Date/Time: Sat Apr 29 23:16:48 CDT 2017
Name: David Corbett
Report Type: Public Review Issue
Opt Subject: PRI #335: Breaking between Hebrew and hyphens
The annex says that U+00AD SOFT HYPHEN “is an invisible format character with no width. It marks the place where an optional line break may occur inside a word. It can be used with all scripts.” However, because of LB21a, it does not work with the Hebrew script. U+05BE HEBREW PUNCTUATION MAQAF, the Hebrew hyphen, has line break class BA. However, LB21a prevents a line break between HL and BA, making the maqaf essentially a non-breaking hyphen. If this is intentional, it should have line break class GL, to make the intent clear; if not, LB21a needs refinement, or even deletion. It would be nice if the annex explained the rationale for LB21a. See also L2/13-083.

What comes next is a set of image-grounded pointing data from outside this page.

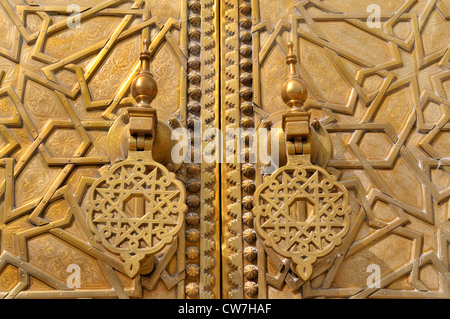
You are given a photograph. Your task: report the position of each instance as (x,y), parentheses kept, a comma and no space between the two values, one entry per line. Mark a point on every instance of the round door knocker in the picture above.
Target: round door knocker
(302,213)
(136,208)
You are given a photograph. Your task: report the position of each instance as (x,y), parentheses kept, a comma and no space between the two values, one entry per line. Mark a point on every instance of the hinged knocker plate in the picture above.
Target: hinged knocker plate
(301,211)
(136,208)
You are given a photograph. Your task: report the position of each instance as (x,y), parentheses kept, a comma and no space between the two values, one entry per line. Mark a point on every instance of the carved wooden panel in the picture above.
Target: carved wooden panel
(382,94)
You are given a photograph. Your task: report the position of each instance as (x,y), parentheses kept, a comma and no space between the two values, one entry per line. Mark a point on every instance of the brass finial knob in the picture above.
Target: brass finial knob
(294,92)
(144,87)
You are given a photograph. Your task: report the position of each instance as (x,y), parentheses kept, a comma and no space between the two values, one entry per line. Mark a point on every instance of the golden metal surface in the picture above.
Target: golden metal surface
(378,98)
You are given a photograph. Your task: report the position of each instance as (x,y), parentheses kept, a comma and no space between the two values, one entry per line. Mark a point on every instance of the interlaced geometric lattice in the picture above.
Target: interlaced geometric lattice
(282,217)
(144,228)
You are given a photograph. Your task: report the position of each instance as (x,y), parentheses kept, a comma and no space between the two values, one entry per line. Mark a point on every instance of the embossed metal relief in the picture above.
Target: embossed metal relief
(378,100)
(70,137)
(381,93)
(136,208)
(301,211)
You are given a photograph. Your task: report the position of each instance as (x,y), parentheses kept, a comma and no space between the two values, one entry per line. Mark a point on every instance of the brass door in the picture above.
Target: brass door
(369,117)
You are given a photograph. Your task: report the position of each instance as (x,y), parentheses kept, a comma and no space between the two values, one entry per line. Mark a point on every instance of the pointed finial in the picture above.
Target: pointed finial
(144,87)
(294,92)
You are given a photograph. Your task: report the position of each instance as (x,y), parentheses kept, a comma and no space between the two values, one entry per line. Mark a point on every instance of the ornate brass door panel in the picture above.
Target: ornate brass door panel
(381,92)
(92,203)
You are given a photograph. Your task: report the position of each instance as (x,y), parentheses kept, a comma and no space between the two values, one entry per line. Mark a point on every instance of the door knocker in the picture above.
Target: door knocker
(301,211)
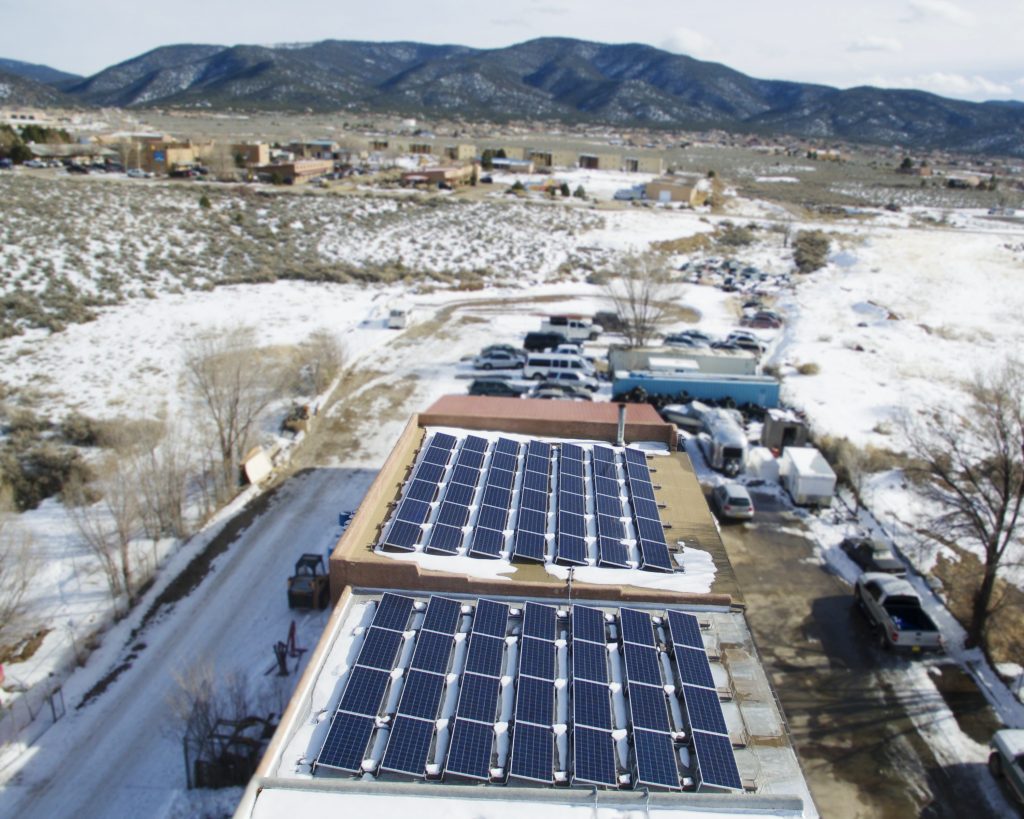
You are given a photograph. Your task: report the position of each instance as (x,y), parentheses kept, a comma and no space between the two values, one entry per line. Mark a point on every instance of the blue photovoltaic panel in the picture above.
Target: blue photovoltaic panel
(422,490)
(459,493)
(588,623)
(445,539)
(612,553)
(529,546)
(477,697)
(431,652)
(392,611)
(532,752)
(409,745)
(591,704)
(539,620)
(429,473)
(642,664)
(570,549)
(594,757)
(537,658)
(474,443)
(685,630)
(655,760)
(402,535)
(365,691)
(487,542)
(380,647)
(469,751)
(486,655)
(345,746)
(422,694)
(590,661)
(693,666)
(491,618)
(716,761)
(636,627)
(535,701)
(413,511)
(647,707)
(442,615)
(704,709)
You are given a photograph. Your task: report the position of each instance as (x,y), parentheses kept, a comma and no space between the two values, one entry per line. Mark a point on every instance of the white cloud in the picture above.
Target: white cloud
(689,42)
(890,44)
(943,9)
(960,86)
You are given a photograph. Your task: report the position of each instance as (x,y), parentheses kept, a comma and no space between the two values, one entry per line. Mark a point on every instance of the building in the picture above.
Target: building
(448,682)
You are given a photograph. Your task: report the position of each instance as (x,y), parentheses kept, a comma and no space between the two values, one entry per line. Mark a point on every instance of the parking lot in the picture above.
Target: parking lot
(854,710)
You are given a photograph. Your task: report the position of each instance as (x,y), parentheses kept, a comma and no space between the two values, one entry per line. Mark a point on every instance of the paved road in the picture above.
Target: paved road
(854,710)
(113,758)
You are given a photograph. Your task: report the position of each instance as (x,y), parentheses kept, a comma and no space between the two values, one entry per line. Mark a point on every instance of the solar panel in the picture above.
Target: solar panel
(491,618)
(642,664)
(380,647)
(537,658)
(535,701)
(693,666)
(365,691)
(402,535)
(647,707)
(485,655)
(532,752)
(432,651)
(345,746)
(685,630)
(588,623)
(636,627)
(470,749)
(392,611)
(716,761)
(591,705)
(704,709)
(590,661)
(422,694)
(655,760)
(539,620)
(477,697)
(442,615)
(409,745)
(593,757)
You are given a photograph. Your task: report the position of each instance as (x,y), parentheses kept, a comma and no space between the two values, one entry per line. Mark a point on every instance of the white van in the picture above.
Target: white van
(539,364)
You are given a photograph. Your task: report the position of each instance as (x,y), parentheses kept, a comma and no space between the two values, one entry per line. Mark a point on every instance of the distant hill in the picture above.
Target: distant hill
(41,74)
(546,79)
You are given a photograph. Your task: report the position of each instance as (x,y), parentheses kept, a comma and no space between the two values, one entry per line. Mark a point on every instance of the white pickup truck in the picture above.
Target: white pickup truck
(894,609)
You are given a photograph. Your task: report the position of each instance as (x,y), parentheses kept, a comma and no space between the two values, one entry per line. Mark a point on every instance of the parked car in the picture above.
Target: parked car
(503,389)
(872,556)
(732,502)
(1007,759)
(499,359)
(894,609)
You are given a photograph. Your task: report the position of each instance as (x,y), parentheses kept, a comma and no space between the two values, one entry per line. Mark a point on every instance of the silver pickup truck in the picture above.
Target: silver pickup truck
(894,609)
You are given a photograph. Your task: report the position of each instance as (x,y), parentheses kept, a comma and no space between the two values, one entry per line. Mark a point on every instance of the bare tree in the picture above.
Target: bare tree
(232,383)
(972,463)
(642,294)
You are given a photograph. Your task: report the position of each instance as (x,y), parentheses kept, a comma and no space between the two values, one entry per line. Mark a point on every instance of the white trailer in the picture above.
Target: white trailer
(807,476)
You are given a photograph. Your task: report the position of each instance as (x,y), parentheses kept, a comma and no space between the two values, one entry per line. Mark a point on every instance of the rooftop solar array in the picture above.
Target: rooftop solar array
(564,503)
(539,694)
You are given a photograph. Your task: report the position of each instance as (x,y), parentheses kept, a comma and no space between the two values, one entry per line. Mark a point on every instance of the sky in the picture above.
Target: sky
(969,49)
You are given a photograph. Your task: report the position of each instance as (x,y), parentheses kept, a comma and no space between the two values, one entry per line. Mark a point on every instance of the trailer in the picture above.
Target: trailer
(758,390)
(807,476)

Date/Time: Thu May 4 18:29:06 CDT 2017
Name: David Corbett
Report Type: Public Review Issue
Opt Subject: PRI #335: Syllable-based line breaks
The Unicode Standard explains how to break lines in Batak, Cham, Javanese, and Vai based on orthographic syllables. I suggest formally encoding these four scripts’ rules in UAX #14. Here are some specific suggestions. Vai letters should all be ID, except U+A60B..A60C, which should be CM. Cham letters U+AA00..AA24 and U+AA26..AA28 should be ID. Cham final consonants U+AA40..AA42 and U+AA44..AA4B should be CM. U+AA25 is a tricky one. Batak and Javanese letters should be ID. Batak killers should have a new class such that [ID × ID Batak_Killer] and [ID × Batak_Killer]. U+A9C0 JAVANESE PANGKON should be GL, or new class that is like GL but only glues lb=ID characters. I don’t know how to break around U+A9CF JAVANESE PANGRANGKEP but it might need a new class too. There are some ambiguities in the rules (e.g. U+AA25 can be syllable-final or -initial) but for the most part, they work. They are better than the current situation, where most implementers don’t know about these scripts, so they follow the default rules and miss many line break opportunities. If the UTC doesn’t like this idea, I suggest copying the rules from the core spec to a non-normative section of UAX #14. That would at least give these rules more visibility. Someone looking to implement a Unicode line-breaker is more likely to read the line-breaking spec than the entire core spec.